Dopo centinaia di articoli, servizi, post ed analisi è impossibile esimersi da un commento sull’incresciosa vicenda della maestra d’asilo del torinese, licenziata in seguito alla divulgazione di un video erotico amatoriale.
L’obiettivo non è certo quello di fare i bastian contrari ad ogni piè sospinto, tuttavia la reazione media scaturita dalla notizia è davvero emblematica. Quello a cui stiamo assistendo da giorni è una dimostrazione plastica dei limiti – e della pericolosità – insita nei principali contenuti veicolati dalla retorica progressista e da tutte le sottoculture annesse (neofemminismo, costruttivismo ecc.).
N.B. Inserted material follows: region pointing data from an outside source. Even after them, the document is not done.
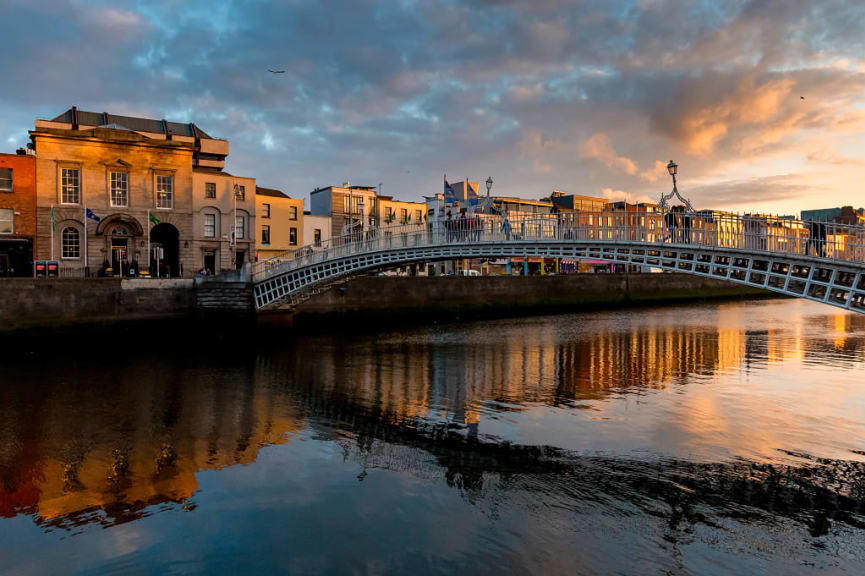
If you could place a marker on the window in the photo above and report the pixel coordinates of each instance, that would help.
(119, 189)
(71, 241)
(164, 191)
(240, 228)
(7, 217)
(70, 185)
(210, 225)
(5, 179)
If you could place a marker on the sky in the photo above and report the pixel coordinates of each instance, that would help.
(761, 103)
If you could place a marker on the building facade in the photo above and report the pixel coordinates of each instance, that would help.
(280, 223)
(349, 207)
(316, 229)
(119, 192)
(17, 214)
(223, 219)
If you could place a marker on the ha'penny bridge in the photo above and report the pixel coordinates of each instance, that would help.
(824, 262)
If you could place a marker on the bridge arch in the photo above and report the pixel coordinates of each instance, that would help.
(801, 274)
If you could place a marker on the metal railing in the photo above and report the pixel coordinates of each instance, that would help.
(768, 234)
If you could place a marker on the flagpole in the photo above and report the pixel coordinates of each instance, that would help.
(51, 217)
(85, 240)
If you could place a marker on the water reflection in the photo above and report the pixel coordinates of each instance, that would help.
(697, 415)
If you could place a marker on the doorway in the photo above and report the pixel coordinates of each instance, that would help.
(165, 251)
(210, 262)
(119, 257)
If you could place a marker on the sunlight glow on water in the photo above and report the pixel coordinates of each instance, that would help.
(705, 439)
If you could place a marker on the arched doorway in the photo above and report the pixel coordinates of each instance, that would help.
(164, 251)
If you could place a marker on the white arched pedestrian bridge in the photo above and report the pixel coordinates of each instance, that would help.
(824, 262)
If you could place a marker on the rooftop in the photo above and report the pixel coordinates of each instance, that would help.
(119, 122)
(272, 192)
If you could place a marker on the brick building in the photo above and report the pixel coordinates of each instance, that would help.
(17, 213)
(135, 175)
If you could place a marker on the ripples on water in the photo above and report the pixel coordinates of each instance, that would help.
(718, 438)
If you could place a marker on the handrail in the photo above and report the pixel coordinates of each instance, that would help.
(825, 241)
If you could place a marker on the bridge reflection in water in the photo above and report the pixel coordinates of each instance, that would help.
(86, 444)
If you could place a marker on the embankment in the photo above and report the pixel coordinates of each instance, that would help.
(28, 303)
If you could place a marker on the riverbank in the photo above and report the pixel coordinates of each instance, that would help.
(58, 303)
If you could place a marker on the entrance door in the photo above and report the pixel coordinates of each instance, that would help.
(119, 260)
(210, 262)
(166, 237)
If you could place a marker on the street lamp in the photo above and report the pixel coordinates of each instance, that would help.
(673, 169)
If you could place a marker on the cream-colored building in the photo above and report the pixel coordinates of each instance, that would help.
(316, 229)
(398, 213)
(348, 207)
(134, 176)
(222, 205)
(280, 226)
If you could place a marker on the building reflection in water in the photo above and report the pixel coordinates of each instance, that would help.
(87, 443)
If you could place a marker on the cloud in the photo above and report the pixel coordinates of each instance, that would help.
(598, 147)
(510, 88)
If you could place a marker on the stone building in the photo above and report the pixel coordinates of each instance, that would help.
(223, 208)
(279, 229)
(133, 177)
(17, 213)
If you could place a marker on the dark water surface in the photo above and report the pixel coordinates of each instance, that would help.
(724, 438)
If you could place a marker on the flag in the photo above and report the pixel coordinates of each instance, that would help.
(89, 214)
(471, 194)
(450, 195)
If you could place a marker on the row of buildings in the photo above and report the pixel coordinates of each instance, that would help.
(106, 193)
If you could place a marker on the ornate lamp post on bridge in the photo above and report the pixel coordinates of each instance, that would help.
(673, 169)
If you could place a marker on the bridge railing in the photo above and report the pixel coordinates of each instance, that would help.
(829, 241)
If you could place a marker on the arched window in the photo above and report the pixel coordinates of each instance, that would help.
(71, 243)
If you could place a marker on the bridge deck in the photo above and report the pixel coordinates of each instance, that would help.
(817, 261)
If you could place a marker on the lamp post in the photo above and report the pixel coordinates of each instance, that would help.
(673, 169)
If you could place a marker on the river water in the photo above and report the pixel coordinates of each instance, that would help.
(718, 438)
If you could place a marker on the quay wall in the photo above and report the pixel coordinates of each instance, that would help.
(49, 302)
(29, 303)
(502, 295)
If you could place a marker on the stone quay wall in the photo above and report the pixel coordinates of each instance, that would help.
(29, 303)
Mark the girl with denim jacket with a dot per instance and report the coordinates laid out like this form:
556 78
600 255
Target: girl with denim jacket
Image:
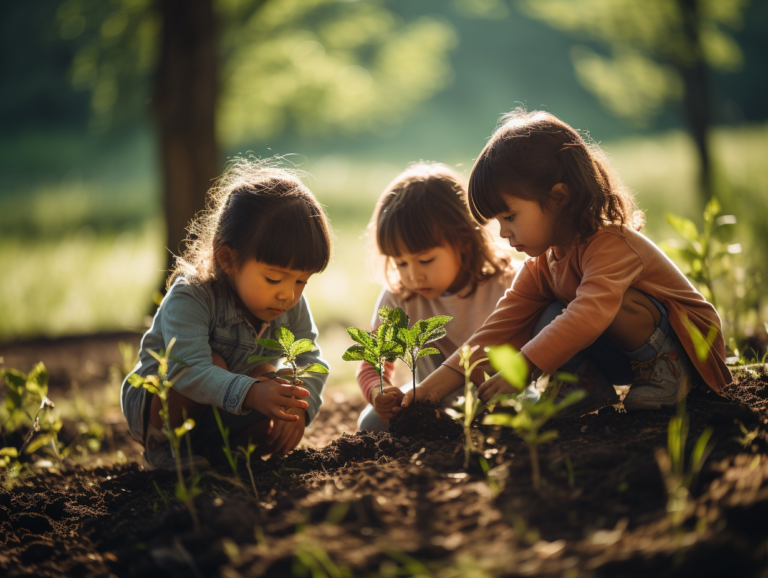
248 259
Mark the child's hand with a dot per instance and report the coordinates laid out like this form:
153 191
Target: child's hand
494 386
285 436
386 404
273 396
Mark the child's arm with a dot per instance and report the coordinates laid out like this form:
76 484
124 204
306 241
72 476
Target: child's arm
302 325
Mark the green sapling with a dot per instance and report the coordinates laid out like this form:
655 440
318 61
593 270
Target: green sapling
289 348
161 387
528 418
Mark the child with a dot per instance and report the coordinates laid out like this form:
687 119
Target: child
596 297
247 262
435 260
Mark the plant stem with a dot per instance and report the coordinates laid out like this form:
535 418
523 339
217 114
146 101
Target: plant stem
535 467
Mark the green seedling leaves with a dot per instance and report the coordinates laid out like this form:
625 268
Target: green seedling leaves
269 344
510 364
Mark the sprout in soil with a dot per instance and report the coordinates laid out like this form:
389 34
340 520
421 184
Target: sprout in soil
161 387
413 340
528 418
289 348
375 347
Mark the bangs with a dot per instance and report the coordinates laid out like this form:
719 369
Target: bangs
484 198
294 235
408 230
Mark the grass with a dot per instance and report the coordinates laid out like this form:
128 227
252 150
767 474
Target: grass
85 253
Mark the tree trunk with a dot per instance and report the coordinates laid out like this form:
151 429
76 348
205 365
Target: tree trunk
184 107
697 101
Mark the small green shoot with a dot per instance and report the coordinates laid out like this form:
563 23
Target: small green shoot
529 418
230 455
289 348
472 404
375 347
161 387
413 340
247 452
679 477
704 253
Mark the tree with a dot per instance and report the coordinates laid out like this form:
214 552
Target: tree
659 51
232 70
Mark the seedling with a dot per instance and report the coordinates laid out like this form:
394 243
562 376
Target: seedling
247 451
375 347
472 404
412 341
528 418
288 348
704 253
161 387
231 457
680 478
Sono due giorni che non si sente altro, se non esegesi inerenti deficit culturali e svilimento della figura femminile; così come accorati appelli alla libertà sessuale ed alla sacralità della dimensione intima. Tutte istanze legittime e più che condivisibili, non fraintendiamoci, ma che hanno inspiegabilmente offuscato un quesito sull’aspetto più indecente dell’intera faccenda: come è possibile che un atto della sfera privata possa rappresentare una causa di licenziamento?
Ecco, questo sviluppo non sembra affatto casuale. Anzi, è parte integrante della dottrina dirittocivilista post-sessantottina (ad oggi culturalmente dominante) l’attribuzione di una assoluta centralità al tema delle libertà individuali, con la conseguente marginalizzazione dal dibattito politico-mediatico dei diritti sociali, rappresentati in primis proprio dal diritto al lavoro. Un preoccupante stravolgimento delle priorità del cittadino, che ha prodotto conseguenze nefaste.
Ritornando alla fattispecie in esame, c’è da augurarsi solo che l’impugnazione del provvedimento venga accolta ed il licenziamento revocato; altrimenti, diventa complicato immaginare come la sventurata educatrice possa trovare un altro impiego nel medio periodo. Uno scenario tragico, tenuto presente che il lavoro resta la prima ed insostituibile fonte di emancipazione, di indipendenza e soprattutto di sussistenza.
Quando questa povera disgraziata avrà di nuovo la certezza di poter portare il pane in tavola, chi vorrà, sarà libero di rivendicare il diritto di chiunque a godere dell’intimità più promiscua e torbida possibile, senza che ciò arrechi alcun pregiudizio alle sue relazioni sociali. Solo allora, non prima.